The effectiveness of the SDT was also assessed in in vivo animal models. Ohmura et al. assessed the efficacy of the SDT with ALA on the rat model of glioma C6. The authors studied also the effect of ultrasound alone, applied with intensities of 10 and 15 W/cm2 to healthy brain tissue. A massive loss of the cerebral tissue was notable after the application of ultrasound, with a frequency of 1.04 MHz and a local intensity of 15 W/cm2 for 5 min of exposure. For that reason, ultrasound of a lower intensity (10 W/cm2), as well as the same frequency of 1.04 MHz and the exposure time (5 min), were used in the SDT. A significant reduction of tumor size compared to the control group and to the group exposed to ultrasound alone was observed in the brains of the animals treated with SDT (Figure 3) [50]. In another, similar study of the efficacy of the SDT with ALA, performed on the same animal model, different acoustic parameters of ultrasonic waves were used (intensity, 2.65 W/cm2; frequency, 1.0 MHz; exposure time, 20 min). Two weeks after the application of SDT in the control group, the mean volume of the tumor was 122.48 ± 39.64 mm3, in the group treated with ultrasound alone 87.42 ± 21.40 mm3, and in the group receiving the SDT with ALA only 10.50 ± 8.20 mm3 [51]. In an experiment on a rat model of glioblastoma C6 implanted in Sprague Dawley rats, a good response to the therapy and an increased survival rate was observed in the group treated with ALA-mediated SDT. Such an effect was not observed in the groups of animals receiving only ALA or ultrasound alone. The authors also studied a very important parameter potentially limiting the use of SDT, namely, the thermal effects generated by ultrasound. The 5.5 W ultrasound power determined during this experiment generated a slight temperature rise by about 2 °C. That acoustic power of the ultrasound was considered as safe and was used in SDT [52].

Figure 3

Pivotal study of 5-aminolevulinic acid (ALA)-mediated sonodynamic effect on a rat C6 glioma model in vivo.
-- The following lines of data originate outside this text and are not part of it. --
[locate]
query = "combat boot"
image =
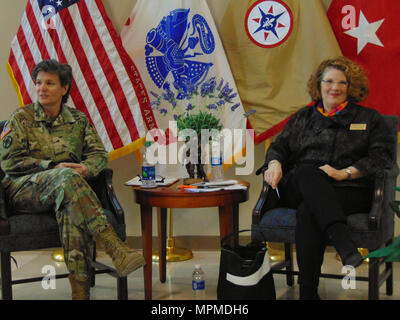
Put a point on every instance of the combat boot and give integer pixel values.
(125, 260)
(80, 288)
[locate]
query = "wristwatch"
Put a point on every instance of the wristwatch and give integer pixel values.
(348, 171)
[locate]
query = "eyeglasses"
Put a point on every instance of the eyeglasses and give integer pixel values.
(339, 83)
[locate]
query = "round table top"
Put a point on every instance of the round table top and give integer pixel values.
(173, 197)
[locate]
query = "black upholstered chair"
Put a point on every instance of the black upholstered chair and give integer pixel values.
(26, 232)
(370, 230)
A significant reduction of the tumor mass after sonodynamic therapy is shown (C). The other photos show the control groups, namely: untreated (A), 5-ALA only (B), and ultrasound only (D). This figure has been reproduced from the literature [50], with permission from the publisher.

The aforementioned data are important and interesting, but further studies are certainly necessary. In particular, the confirmation of the sonodynamic effect in other pre-clinical models of glioma, besides the most commonly used C6 rat glioma cell line, is required. Further studies are also needed in order to determine the optimal parameters of the ultrasonic waves required to induce the sonodynamic effect in malignant cells, while not causing damage to the healthy brain tissues. The results obtained in such experiments could be invaluable for planning further preclinical in vivo studies, and in the future, also clinical trials.